Tip: Langrange can help.
My intution:
I feel like the permutation group $\displaystyle S_{3}$ could help. I know $\displaystyle S_{3}$ is non-abelian and I can easily prove it.
To prove that $\displaystyle f_{12}$ is a homomorphism I would have to prove that for all $\displaystyle \sigma ,\ \tau \in S_{3}$:
$\displaystyle ( \sigma \tau )^{12} \ =\ \sigma ^{12} \tau ^{12}$.
I know lagrage stastes that for all $\displaystyle g\in G\ :\ o( g) \ |\ \ |G|$.

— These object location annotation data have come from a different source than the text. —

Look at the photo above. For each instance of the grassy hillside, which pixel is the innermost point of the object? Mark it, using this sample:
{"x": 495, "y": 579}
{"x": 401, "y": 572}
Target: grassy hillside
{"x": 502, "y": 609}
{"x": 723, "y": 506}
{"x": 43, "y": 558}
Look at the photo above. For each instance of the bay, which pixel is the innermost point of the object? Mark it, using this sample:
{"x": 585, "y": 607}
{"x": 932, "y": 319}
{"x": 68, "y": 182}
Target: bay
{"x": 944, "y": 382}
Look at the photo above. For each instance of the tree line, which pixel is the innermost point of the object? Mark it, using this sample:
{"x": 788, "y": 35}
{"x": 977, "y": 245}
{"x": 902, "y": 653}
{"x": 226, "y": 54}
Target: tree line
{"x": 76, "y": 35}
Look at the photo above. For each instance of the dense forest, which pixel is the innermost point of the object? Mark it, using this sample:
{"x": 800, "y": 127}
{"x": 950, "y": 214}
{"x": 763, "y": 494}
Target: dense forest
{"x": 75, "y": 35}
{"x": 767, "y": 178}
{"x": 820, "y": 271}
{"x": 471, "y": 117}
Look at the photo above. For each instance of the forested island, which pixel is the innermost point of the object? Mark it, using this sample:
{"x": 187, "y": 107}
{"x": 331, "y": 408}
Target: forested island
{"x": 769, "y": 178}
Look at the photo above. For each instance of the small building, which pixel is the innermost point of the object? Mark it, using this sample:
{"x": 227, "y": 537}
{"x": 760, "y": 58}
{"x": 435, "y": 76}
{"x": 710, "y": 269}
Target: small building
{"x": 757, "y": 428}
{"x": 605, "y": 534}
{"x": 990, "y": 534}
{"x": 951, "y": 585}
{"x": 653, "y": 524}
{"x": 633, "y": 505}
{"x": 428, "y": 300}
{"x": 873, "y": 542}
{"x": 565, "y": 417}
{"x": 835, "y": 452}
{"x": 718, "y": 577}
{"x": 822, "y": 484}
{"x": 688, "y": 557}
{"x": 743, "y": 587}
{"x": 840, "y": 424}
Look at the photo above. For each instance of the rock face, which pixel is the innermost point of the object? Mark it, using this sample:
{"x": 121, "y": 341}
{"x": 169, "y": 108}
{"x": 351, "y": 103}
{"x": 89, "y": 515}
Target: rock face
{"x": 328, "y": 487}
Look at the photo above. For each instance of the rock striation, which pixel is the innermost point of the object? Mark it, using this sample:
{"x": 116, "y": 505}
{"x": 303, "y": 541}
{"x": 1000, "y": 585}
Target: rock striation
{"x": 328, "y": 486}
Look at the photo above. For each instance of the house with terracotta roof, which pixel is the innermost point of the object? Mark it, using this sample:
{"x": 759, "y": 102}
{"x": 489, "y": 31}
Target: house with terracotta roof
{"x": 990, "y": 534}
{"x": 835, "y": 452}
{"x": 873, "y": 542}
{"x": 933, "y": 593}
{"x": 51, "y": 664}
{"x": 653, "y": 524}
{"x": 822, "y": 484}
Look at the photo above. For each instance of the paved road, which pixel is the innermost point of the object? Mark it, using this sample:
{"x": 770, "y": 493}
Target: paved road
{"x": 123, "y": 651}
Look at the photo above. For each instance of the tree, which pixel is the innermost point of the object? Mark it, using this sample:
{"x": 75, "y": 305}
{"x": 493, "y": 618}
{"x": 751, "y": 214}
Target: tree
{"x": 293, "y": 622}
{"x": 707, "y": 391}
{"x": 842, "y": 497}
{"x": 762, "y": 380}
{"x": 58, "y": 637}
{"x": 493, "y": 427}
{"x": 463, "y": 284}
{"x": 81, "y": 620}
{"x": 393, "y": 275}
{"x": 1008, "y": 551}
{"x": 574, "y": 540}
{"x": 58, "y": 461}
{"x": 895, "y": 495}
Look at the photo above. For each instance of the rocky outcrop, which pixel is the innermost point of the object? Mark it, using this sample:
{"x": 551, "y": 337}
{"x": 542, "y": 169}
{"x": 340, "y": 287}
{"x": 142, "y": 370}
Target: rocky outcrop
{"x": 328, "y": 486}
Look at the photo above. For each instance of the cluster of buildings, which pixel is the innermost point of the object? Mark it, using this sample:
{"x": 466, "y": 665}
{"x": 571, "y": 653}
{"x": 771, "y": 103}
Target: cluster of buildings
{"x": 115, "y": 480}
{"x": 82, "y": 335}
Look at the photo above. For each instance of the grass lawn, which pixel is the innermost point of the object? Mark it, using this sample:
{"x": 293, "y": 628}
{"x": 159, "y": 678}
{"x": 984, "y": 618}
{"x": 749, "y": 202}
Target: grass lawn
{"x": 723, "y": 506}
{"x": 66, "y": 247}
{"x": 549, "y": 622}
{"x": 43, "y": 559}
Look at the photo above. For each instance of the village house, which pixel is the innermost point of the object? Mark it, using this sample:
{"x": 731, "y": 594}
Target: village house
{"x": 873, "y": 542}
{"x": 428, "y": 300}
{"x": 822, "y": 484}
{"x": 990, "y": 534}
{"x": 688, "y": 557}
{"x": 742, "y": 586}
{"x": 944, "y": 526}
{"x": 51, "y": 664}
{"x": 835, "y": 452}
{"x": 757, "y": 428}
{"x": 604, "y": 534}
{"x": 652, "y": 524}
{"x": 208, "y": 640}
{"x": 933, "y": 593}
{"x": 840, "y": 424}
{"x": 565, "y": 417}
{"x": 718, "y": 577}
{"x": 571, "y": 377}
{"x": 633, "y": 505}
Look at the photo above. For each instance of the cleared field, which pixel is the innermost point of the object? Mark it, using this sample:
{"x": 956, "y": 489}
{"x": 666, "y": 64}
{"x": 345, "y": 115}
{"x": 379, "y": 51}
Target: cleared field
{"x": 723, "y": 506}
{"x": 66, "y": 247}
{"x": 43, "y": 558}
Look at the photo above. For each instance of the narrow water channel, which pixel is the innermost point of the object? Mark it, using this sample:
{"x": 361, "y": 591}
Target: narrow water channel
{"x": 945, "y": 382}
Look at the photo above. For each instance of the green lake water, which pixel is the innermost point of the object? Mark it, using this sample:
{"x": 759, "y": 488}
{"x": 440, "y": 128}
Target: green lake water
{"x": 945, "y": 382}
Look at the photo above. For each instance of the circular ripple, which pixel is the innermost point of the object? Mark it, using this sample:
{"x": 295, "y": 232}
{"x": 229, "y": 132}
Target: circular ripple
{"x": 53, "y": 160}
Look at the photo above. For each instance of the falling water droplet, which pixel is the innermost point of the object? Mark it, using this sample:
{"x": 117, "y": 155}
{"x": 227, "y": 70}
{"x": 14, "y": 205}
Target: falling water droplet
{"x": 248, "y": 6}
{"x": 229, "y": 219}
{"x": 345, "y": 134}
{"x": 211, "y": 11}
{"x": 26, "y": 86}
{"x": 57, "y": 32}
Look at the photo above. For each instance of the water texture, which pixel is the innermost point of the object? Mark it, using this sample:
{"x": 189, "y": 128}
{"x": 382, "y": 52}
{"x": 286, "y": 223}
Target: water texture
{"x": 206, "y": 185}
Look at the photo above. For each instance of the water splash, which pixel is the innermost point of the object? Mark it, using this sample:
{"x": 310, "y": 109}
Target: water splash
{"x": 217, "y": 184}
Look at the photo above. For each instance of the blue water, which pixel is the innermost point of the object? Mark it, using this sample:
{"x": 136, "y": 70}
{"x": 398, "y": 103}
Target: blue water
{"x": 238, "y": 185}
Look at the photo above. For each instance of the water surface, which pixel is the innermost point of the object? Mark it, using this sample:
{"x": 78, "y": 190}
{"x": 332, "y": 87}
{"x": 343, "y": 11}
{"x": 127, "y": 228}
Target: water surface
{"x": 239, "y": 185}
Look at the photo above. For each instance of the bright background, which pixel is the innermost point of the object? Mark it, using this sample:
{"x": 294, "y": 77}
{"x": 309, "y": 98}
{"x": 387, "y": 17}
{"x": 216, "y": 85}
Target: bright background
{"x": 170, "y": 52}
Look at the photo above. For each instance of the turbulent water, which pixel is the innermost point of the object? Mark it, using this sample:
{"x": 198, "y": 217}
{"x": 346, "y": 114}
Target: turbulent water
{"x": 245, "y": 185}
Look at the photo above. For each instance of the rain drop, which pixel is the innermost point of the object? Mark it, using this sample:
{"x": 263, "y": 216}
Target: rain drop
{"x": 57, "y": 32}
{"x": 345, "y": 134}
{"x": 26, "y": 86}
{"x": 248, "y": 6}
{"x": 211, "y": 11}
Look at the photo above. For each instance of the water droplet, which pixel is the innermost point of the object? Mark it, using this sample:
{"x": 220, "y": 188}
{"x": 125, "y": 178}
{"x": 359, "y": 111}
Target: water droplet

And since I know that $\displaystyle |G|\ =\ 3!\ =\ 6$. I can conlcude that the order of each $\displaystyle \sigma \in S_{3}$ is either $\displaystyle 1,2,3,6$. Since $\displaystyle 12$ is a multiple of each, by taking the power of $\displaystyle 12$, no matter which element, I will always get $\displaystyle e$. From here that:
$\displaystyle ( \sigma \tau )^{12} \ =e\ =\ ee\ =\ \sigma ^{12} \tau ^{12} \ $
And I prove homomorphism.
From the same logic, I would get $\displaystyle |ker\ f_{12} |\ =\ 6$. Since it's the whole group. Since, as I said, each element to the power of $\displaystyle 12\ $should be $\displaystyle e$.
From here also that $\displaystyle img\ f_{12} \ =\ e$ and $\displaystyle |img\ f_{12} |\ =\ 1$ . Since the only element you get by multipying to the power of $\displaystyle 12$, as I said, it's $\displaystyle e$.
Is my answer correct?